Back inside it is finally time to write. Whoops.I have 3 Facebook PMs and a bunch of emails. I’ll answer them quickly. Then I turn off Facebook. I close that tab. Now, time to write.
That’s it for part 1, I’m eating my sandwich and then I’m getting to work!
Michael
Joe Putnam says
Your day as an author was much more interesting than mine.
I got up when the old dog started to stir, and took him for a walk.
Drove three miles into town for a $3 breakfast at Dairy Queen with free WiFi. Despite my woodstove and small spring, I am still on grid -except that i do not have the net in my house (or a cell phone).
Checked book sales, read and commented on a couple of articles, and did some research for an upcoming blog article on terrorism and the Charlotte chaos.

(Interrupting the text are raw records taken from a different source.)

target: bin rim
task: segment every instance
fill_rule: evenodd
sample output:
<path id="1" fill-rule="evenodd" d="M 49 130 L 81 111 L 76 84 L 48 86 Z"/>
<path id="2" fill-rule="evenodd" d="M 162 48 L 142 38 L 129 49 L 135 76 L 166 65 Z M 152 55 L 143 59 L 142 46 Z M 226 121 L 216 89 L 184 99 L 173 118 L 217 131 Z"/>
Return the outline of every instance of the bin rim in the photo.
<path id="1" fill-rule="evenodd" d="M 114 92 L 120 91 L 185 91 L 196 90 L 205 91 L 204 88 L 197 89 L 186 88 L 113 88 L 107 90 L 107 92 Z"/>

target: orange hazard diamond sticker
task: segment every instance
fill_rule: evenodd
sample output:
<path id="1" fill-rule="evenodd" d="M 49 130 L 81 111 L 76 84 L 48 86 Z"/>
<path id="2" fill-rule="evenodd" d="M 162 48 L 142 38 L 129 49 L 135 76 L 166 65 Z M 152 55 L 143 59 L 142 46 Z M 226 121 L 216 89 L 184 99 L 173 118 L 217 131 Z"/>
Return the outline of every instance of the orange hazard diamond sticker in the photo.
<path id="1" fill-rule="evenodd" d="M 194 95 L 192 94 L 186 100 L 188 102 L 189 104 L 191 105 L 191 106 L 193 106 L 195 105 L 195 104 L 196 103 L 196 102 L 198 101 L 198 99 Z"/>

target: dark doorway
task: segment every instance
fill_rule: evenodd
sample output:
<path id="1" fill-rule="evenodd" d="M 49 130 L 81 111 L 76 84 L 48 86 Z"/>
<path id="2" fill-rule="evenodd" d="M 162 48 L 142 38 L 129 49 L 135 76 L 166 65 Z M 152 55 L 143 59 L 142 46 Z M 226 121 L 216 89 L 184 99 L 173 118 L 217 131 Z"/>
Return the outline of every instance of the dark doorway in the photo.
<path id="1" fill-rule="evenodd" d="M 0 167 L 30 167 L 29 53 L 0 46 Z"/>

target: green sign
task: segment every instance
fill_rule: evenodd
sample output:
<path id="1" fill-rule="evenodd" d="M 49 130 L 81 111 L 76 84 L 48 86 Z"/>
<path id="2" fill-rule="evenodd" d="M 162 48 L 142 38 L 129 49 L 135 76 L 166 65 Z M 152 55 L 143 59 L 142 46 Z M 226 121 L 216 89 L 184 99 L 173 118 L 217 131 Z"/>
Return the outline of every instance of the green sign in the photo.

Getting ready to head home. Perhaps I will work in the garden or small orchard today -in addition to a little writing on this leisurely Saturday.
Have a goof day.
Woelf Dietrich says
Thanks for the insight to your daily routine. It reminded me again that living off-grid requires discipline and forgoing some of the luxuries we take for granted in our daily lives. Still, there is something admirable about living the life you’re living. I particularly love the idea about a writing office set really far away from the main house. Mine is part of our house and it’s school holidays right now (*Ack!*).